Shortcut & Serega | Character dialogue

Serega

Hey Shortcut, I heard you’re chasing the fastest times on every new map—do you ever think about how the same principles of timing and optimization could be applied to making code run faster? I’ve been messing around with a recursive algorithm that actually beats the classic iterative version in a few microseconds. Curious to see if a speedrun mindset could help me spot a micro‑optimization that even a seasoned coder misses.

Shortcut

Yeah, every second counts in both worlds. Drop the recursion into a profiler, look for branch mispredictions, and keep hot paths flat. If you find a tiny branch that can be eliminated, that’s a win. Let’s see the micro‑opt that even the pros didn’t notice—challenge accepted.

Serega

Sure thing, here’s a snippet that drops the branch entirely by using a bitmask trick. I took the tail‑recursive factorial, turned it into a loop, and used a multiply‑by‑mask instead of a conditional branch. The code ends up like this: int fact(int n){ int res=1; while(n>1){ int mask = -(n & 1); // all 1s if odd, 0s if even res *= (n & mask) | (~mask & 1); n--; } return res; } The `mask` trick eliminates the `if (n%2)` branch, so the CPU never stalls on a misprediction.
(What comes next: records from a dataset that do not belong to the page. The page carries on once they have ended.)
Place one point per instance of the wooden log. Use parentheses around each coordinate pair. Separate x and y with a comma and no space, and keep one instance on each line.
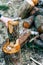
(39,23)
(28,22)
(14,48)
(25,8)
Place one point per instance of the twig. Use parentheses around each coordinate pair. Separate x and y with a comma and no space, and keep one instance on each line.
(35,61)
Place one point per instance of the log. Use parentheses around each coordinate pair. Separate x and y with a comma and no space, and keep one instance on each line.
(25,8)
(39,23)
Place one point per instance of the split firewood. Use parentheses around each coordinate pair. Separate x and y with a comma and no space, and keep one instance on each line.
(34,38)
(35,61)
(11,24)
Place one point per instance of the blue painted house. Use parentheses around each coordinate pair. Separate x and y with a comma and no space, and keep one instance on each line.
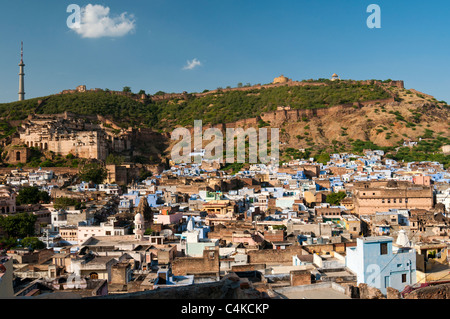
(380,264)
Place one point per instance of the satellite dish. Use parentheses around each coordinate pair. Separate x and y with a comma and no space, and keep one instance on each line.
(166,233)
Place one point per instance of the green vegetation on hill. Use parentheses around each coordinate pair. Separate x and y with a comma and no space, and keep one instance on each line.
(222,107)
(226,107)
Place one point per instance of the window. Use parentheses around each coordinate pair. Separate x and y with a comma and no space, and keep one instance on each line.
(383,248)
(386,281)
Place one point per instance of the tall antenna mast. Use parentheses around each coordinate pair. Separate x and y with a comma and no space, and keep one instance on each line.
(21,75)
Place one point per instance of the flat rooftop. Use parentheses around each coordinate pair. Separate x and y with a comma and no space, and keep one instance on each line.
(315,291)
(376,238)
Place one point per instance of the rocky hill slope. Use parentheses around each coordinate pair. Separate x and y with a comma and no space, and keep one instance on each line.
(314,117)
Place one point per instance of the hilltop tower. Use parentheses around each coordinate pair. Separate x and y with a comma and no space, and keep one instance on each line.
(21,76)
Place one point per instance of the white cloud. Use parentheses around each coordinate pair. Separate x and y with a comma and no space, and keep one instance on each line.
(96,22)
(192,64)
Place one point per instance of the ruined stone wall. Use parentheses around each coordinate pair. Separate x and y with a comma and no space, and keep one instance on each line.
(272,256)
(209,263)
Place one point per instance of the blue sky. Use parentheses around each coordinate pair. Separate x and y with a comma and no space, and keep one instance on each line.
(248,41)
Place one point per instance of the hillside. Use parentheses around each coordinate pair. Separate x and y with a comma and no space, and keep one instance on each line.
(329,116)
(221,106)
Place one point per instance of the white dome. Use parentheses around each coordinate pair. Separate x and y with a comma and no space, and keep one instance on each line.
(402,239)
(138,218)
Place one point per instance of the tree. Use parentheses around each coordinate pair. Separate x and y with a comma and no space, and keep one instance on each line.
(32,243)
(32,195)
(335,198)
(18,226)
(93,172)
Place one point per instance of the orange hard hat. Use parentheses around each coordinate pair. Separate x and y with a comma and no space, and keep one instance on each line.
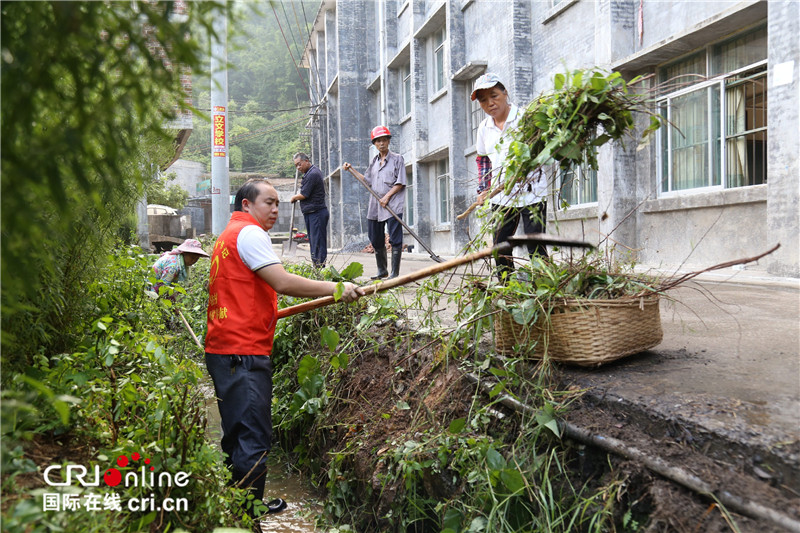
(379,131)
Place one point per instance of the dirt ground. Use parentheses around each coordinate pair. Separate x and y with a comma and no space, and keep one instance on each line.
(717,398)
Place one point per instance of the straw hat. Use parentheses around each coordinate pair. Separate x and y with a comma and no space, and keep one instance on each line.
(191,246)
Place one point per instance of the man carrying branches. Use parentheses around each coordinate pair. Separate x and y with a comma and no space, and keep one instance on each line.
(526,200)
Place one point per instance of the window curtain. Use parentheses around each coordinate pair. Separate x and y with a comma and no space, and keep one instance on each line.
(736,144)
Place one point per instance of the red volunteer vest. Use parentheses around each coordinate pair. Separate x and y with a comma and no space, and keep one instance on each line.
(242,308)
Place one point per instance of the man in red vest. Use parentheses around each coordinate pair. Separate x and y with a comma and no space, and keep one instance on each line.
(244,278)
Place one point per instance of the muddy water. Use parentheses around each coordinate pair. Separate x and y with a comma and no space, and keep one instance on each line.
(302,504)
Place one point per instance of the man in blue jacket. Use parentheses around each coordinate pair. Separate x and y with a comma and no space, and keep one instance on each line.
(314,208)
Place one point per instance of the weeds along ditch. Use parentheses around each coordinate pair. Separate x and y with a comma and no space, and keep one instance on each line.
(124,400)
(378,411)
(372,407)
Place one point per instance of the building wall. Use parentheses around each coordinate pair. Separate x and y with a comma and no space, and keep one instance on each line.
(189,174)
(360,47)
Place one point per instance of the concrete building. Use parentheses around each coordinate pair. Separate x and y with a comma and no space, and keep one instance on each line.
(726,186)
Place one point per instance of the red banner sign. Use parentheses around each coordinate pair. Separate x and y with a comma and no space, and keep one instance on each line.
(218,137)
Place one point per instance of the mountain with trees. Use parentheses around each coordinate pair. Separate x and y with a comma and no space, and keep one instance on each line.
(268,100)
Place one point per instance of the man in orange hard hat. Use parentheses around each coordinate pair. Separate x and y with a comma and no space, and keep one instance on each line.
(386,175)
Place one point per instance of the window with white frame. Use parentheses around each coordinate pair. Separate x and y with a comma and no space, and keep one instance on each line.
(716,113)
(442,187)
(438,59)
(578,185)
(474,116)
(409,213)
(405,73)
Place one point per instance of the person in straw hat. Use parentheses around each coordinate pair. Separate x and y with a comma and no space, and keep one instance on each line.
(173,266)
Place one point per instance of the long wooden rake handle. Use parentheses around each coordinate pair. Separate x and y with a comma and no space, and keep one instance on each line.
(400,280)
(503,247)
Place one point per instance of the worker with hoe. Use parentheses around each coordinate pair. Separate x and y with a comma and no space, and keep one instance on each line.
(313,207)
(244,279)
(173,266)
(527,199)
(386,175)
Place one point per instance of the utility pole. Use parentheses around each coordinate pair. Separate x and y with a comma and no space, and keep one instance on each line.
(220,184)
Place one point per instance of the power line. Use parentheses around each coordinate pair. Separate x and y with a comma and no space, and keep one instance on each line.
(265,111)
(313,62)
(303,81)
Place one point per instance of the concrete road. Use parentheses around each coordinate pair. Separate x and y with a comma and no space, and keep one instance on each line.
(729,362)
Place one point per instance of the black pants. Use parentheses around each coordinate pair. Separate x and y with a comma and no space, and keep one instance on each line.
(534,219)
(375,231)
(317,227)
(243,386)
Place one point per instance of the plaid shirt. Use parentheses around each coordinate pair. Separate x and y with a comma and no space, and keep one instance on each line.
(484,172)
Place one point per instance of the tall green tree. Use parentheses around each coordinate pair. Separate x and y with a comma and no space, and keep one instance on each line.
(88,91)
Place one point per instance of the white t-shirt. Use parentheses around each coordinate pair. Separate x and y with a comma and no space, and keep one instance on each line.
(255,248)
(493,142)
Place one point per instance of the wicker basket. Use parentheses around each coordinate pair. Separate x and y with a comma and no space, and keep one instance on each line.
(585,332)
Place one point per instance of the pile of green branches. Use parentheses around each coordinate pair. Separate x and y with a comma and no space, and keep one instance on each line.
(586,109)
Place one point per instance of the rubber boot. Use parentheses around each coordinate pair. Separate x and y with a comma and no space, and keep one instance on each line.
(397,253)
(380,258)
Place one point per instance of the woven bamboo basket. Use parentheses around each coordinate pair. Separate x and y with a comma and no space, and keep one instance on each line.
(584,332)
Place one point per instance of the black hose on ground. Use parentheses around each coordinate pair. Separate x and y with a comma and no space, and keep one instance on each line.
(655,464)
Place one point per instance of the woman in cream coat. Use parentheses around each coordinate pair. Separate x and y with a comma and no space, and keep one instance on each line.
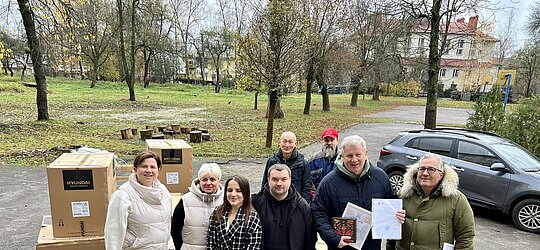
(191,216)
(139,213)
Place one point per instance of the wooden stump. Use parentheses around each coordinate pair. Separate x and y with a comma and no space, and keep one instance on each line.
(206,136)
(146,134)
(195,136)
(153,128)
(158,136)
(126,133)
(162,128)
(134,131)
(175,127)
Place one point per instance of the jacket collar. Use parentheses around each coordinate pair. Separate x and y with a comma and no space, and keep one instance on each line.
(447,187)
(151,195)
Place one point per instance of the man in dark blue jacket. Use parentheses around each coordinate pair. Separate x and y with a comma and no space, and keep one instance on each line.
(285,217)
(288,154)
(354,180)
(323,162)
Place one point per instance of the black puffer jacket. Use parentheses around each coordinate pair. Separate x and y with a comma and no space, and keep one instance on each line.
(336,189)
(301,232)
(301,179)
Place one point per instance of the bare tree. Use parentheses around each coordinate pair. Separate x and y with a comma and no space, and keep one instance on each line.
(527,61)
(438,14)
(35,53)
(271,47)
(218,43)
(534,20)
(378,29)
(507,35)
(128,63)
(153,34)
(322,18)
(94,33)
(185,15)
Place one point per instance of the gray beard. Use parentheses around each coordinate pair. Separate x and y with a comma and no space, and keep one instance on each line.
(329,152)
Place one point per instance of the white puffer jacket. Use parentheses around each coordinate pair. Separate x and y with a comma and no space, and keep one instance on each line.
(198,207)
(138,217)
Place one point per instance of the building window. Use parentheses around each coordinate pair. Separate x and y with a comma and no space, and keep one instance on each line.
(442,73)
(421,42)
(459,49)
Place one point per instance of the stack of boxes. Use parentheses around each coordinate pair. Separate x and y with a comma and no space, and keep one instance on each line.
(80,186)
(176,158)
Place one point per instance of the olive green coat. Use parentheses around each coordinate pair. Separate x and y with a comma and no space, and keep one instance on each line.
(444,216)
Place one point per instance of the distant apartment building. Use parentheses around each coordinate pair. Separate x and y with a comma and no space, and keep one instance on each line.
(468,62)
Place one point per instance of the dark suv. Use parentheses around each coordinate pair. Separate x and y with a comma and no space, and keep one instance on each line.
(494,172)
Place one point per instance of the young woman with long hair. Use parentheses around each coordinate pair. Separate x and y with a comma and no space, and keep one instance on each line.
(235,224)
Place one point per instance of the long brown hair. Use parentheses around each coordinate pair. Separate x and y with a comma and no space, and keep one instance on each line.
(243,183)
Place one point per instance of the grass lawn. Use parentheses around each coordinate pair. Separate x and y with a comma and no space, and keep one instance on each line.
(93,117)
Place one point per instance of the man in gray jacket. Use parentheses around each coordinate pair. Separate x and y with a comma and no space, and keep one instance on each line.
(285,216)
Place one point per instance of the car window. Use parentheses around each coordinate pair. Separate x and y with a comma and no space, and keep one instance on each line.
(518,157)
(476,154)
(440,146)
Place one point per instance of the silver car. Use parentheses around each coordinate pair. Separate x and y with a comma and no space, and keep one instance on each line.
(494,172)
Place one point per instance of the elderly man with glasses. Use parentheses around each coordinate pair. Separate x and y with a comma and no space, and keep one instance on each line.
(437,212)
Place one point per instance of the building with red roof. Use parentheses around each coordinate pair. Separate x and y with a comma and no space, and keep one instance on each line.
(469,58)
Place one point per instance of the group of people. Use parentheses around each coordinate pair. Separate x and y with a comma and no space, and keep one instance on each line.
(298,199)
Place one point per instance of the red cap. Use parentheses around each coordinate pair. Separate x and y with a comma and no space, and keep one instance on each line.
(330,132)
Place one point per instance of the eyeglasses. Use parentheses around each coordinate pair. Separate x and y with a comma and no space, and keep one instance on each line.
(430,170)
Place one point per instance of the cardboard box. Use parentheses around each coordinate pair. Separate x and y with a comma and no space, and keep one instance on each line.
(80,186)
(46,241)
(176,158)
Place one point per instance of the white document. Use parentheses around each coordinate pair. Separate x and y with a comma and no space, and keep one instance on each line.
(448,246)
(172,178)
(80,209)
(363,223)
(385,223)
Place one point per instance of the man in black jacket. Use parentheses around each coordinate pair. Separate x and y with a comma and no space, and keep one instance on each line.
(286,217)
(288,154)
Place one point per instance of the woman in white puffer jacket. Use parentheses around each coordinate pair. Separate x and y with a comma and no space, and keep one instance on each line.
(139,213)
(191,216)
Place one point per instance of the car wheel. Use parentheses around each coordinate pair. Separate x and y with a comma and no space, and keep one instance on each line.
(526,215)
(396,180)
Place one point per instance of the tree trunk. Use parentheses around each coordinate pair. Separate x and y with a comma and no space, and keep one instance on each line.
(94,74)
(376,92)
(354,96)
(5,65)
(278,112)
(309,83)
(81,69)
(430,120)
(271,111)
(324,93)
(527,92)
(35,53)
(256,100)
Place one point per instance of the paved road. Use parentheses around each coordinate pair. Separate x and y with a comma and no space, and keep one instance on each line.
(24,197)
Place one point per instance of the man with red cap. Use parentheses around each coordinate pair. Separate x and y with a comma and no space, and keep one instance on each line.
(322,162)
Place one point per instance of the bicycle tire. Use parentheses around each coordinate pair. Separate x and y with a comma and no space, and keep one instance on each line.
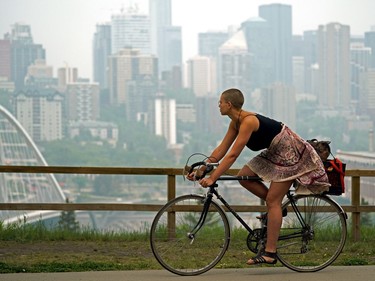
(173,248)
(321,242)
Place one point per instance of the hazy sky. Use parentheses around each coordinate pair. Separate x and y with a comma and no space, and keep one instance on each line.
(65,28)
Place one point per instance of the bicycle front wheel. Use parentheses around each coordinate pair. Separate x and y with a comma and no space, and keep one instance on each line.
(173,244)
(316,243)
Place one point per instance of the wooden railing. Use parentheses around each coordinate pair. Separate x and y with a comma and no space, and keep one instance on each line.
(355,208)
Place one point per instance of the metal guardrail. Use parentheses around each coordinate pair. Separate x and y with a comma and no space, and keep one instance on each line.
(355,208)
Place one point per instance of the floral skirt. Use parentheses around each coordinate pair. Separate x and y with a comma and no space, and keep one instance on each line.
(289,157)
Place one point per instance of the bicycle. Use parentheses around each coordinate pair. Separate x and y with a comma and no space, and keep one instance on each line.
(191,233)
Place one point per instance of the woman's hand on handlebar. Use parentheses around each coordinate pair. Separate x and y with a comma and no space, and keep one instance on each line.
(206,182)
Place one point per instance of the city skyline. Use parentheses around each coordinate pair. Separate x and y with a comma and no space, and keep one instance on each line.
(71,42)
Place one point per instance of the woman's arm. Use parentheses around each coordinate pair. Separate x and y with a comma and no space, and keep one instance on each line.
(219,152)
(247,127)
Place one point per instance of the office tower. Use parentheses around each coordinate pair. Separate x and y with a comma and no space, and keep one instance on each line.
(40,113)
(40,75)
(130,30)
(160,12)
(298,79)
(334,65)
(260,48)
(82,102)
(66,75)
(170,51)
(171,80)
(360,60)
(166,42)
(370,42)
(234,63)
(5,58)
(24,52)
(367,92)
(310,55)
(279,102)
(164,119)
(279,17)
(210,42)
(201,76)
(133,81)
(101,52)
(210,121)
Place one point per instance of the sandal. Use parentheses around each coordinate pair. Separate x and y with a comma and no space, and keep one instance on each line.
(259,259)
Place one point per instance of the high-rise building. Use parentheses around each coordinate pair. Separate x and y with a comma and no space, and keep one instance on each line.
(279,102)
(360,60)
(210,42)
(279,17)
(170,51)
(166,42)
(130,30)
(101,52)
(23,52)
(133,81)
(334,65)
(66,75)
(201,76)
(367,92)
(5,58)
(370,42)
(234,63)
(82,102)
(165,119)
(40,75)
(160,16)
(260,47)
(310,55)
(40,112)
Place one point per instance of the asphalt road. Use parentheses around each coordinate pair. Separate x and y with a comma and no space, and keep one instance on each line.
(332,273)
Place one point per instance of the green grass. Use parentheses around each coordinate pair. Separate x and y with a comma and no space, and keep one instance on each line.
(35,248)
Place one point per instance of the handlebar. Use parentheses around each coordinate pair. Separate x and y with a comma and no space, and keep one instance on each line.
(208,167)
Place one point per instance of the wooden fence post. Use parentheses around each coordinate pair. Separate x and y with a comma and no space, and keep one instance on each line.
(356,215)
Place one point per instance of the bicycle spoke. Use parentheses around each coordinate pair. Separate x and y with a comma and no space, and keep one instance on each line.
(170,241)
(322,236)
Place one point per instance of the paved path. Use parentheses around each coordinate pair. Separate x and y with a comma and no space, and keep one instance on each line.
(332,273)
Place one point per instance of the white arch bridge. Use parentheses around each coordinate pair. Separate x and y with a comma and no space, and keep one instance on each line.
(17,148)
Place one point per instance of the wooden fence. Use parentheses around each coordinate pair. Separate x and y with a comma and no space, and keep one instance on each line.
(355,208)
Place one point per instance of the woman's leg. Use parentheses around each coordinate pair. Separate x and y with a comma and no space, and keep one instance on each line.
(274,199)
(255,187)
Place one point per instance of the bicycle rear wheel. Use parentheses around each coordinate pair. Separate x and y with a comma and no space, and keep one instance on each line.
(172,244)
(317,244)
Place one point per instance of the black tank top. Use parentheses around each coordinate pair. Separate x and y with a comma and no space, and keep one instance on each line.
(268,129)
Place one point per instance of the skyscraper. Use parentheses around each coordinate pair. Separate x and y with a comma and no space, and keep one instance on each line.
(132,81)
(166,42)
(334,65)
(40,112)
(23,51)
(234,63)
(5,58)
(370,42)
(101,52)
(210,42)
(279,17)
(130,30)
(260,47)
(201,76)
(160,16)
(360,60)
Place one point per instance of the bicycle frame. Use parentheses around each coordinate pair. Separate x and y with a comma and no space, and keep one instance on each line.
(213,191)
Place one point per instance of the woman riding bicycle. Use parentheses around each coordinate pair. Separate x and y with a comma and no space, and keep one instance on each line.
(284,159)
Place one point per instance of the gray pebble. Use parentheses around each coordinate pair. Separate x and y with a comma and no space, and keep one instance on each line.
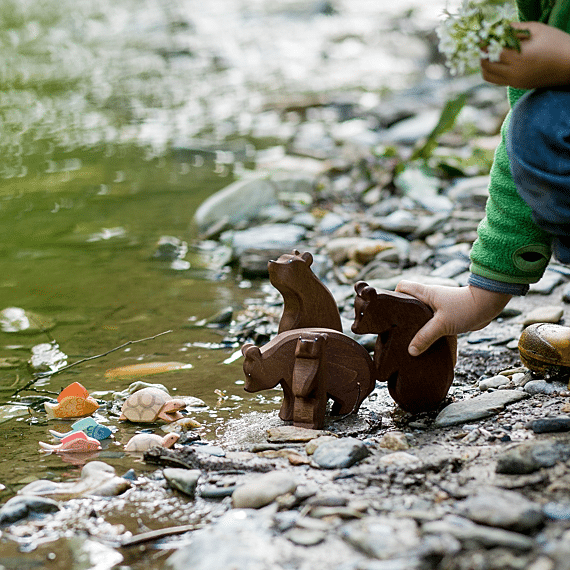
(22,506)
(382,537)
(543,387)
(502,508)
(468,532)
(263,490)
(340,453)
(557,511)
(530,457)
(477,408)
(185,480)
(549,425)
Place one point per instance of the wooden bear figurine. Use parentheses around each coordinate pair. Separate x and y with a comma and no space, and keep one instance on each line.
(345,365)
(416,383)
(307,302)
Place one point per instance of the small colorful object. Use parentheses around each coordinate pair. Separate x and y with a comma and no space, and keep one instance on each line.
(77,442)
(87,425)
(151,404)
(73,402)
(144,441)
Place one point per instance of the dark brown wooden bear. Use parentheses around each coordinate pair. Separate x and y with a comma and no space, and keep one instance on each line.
(416,383)
(307,301)
(340,367)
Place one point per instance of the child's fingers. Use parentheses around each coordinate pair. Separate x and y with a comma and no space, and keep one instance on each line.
(417,290)
(425,337)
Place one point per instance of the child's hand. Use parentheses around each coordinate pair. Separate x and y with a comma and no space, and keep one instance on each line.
(456,310)
(544,59)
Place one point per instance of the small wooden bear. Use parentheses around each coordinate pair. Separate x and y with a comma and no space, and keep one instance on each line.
(416,383)
(307,301)
(339,363)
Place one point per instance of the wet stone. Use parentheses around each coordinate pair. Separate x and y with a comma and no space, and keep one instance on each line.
(382,537)
(340,454)
(23,506)
(480,407)
(566,293)
(502,508)
(313,445)
(530,457)
(557,511)
(545,314)
(395,440)
(239,539)
(267,236)
(292,434)
(547,284)
(493,382)
(305,537)
(544,387)
(549,425)
(263,490)
(184,480)
(467,532)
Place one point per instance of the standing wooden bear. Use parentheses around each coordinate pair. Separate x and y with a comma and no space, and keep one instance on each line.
(311,365)
(416,383)
(313,360)
(310,357)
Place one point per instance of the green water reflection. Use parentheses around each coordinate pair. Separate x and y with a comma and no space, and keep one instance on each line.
(77,247)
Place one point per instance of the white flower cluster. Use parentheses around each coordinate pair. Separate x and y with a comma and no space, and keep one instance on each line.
(479,30)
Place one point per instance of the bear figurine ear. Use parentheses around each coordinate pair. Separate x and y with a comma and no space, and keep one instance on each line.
(251,351)
(307,258)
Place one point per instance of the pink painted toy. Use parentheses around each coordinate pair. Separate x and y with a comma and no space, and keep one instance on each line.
(144,441)
(77,442)
(151,404)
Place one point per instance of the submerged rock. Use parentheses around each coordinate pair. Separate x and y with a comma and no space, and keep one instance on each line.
(17,320)
(97,478)
(340,453)
(185,480)
(530,457)
(263,490)
(22,506)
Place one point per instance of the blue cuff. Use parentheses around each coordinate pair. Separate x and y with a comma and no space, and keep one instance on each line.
(497,286)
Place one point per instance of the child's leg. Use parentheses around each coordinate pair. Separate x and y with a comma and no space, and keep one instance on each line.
(538,145)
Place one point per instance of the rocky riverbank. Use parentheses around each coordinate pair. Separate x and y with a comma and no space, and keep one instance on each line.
(481,483)
(377,189)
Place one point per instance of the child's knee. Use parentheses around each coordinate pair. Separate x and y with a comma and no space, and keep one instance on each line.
(538,141)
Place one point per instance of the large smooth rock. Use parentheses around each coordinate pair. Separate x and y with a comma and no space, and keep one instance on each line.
(502,508)
(263,490)
(340,453)
(282,237)
(477,408)
(22,506)
(245,199)
(382,537)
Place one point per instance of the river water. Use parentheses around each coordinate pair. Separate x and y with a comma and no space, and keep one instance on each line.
(117,121)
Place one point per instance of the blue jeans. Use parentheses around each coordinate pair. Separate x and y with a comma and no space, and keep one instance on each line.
(538,145)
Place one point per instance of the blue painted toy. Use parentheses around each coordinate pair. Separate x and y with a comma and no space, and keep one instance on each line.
(87,425)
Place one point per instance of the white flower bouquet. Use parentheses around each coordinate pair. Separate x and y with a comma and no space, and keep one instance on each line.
(479,30)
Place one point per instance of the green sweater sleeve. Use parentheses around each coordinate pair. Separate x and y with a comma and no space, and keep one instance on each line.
(510,247)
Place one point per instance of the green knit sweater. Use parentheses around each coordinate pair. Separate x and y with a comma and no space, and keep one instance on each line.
(511,248)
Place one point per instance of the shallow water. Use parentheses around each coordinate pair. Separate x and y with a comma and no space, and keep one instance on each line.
(93,99)
(103,288)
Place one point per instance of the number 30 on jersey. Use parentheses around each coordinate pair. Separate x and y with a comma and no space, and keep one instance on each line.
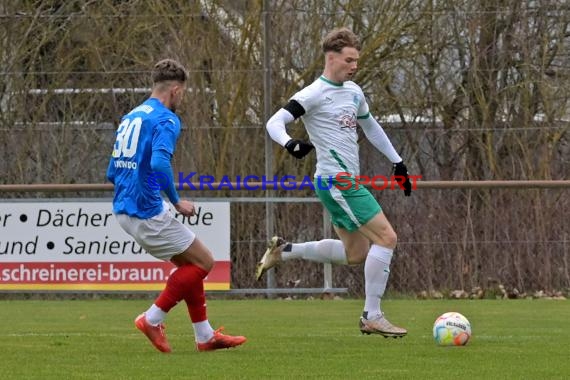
(127,138)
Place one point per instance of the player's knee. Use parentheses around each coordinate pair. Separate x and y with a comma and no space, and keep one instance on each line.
(390,239)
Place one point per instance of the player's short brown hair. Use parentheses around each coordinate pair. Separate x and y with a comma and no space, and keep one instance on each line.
(340,38)
(169,70)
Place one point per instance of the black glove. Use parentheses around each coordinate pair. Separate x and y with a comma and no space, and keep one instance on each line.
(401,174)
(298,148)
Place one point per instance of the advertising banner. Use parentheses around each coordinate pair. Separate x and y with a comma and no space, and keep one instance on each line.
(59,245)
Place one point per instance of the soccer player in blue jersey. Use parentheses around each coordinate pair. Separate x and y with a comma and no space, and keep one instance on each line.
(140,168)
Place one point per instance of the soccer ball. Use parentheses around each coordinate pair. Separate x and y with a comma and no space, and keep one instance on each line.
(451,329)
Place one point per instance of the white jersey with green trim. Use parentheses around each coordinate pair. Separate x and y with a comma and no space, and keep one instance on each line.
(331,113)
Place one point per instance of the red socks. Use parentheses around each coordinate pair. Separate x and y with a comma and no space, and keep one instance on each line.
(185,283)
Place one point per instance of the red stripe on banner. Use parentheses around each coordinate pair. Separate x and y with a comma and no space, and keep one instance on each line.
(99,273)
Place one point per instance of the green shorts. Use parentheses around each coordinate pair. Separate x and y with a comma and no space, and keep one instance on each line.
(349,207)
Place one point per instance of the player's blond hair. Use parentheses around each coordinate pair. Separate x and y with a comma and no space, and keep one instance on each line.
(340,38)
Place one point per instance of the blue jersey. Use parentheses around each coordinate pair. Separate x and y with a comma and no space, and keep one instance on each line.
(148,128)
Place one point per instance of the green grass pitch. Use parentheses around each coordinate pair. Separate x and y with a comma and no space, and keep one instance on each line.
(96,339)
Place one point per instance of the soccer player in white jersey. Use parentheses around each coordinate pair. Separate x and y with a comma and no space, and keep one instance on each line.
(331,109)
(140,168)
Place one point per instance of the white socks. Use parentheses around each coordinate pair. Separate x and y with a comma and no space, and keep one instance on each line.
(322,251)
(376,273)
(203,332)
(154,315)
I profiled it on a recent Intel core and it shaved a few hundred cycles per call compared to the straightforward recursive version. If you run it through `perf` or `gprof` you’ll see the branch‑less path dominating the hot loop. Let me know what the profiler says—if I can squeeze more out, I’ll send the next iteration.

Shortcut

Nice, that mask trick cuts the branch penalty, but I’d still check the loop for unrolling—maybe split the decrement into two steps so you process two numbers per iteration and keep the multiplier from clobbering the register too often. I’ll run `perf record` on a batch of 1000 calls and see if the CPU can keep the ALU fed without a cache miss. If the cycles per iteration drop further, send over the next tweak. Let's keep shaving those microseconds.

Serega

Got it, let’s unroll two iterations. That way you keep two multiplies in flight and reduce the loop overhead. Here’s a compact version: int fact_unroll(int n){ int res=1; while(n>1){ int a=n; int b=n-1; int maskA = -(a & 1); int maskB = -(b & 1); res *= (a & maskA) | (~maskA & 1); res *= (b & maskB) | (~maskB & 1); n -= 2; } return res; } I’ve aligned the two multiplications so the ALU stays busy, and the branch mask still removes the conditional. If you profile this, you should see a noticeable drop in cycles per call. Let me know the numbers, and we’ll push it to a vectorized SIMD version next.

Shortcut

Unrolled, that’s slick. Running `perf` on a 1000‑call batch, I’m seeing a ~30 % drop in cycles per call versus the single‑loop version, and the cache stays in line. Next step: push the two multiplications into a single `vmulps` on a 256‑bit register—SIMD should give another bump. Send the SIMD draft and I’ll run it through the profiler. Let's keep that edge sharp.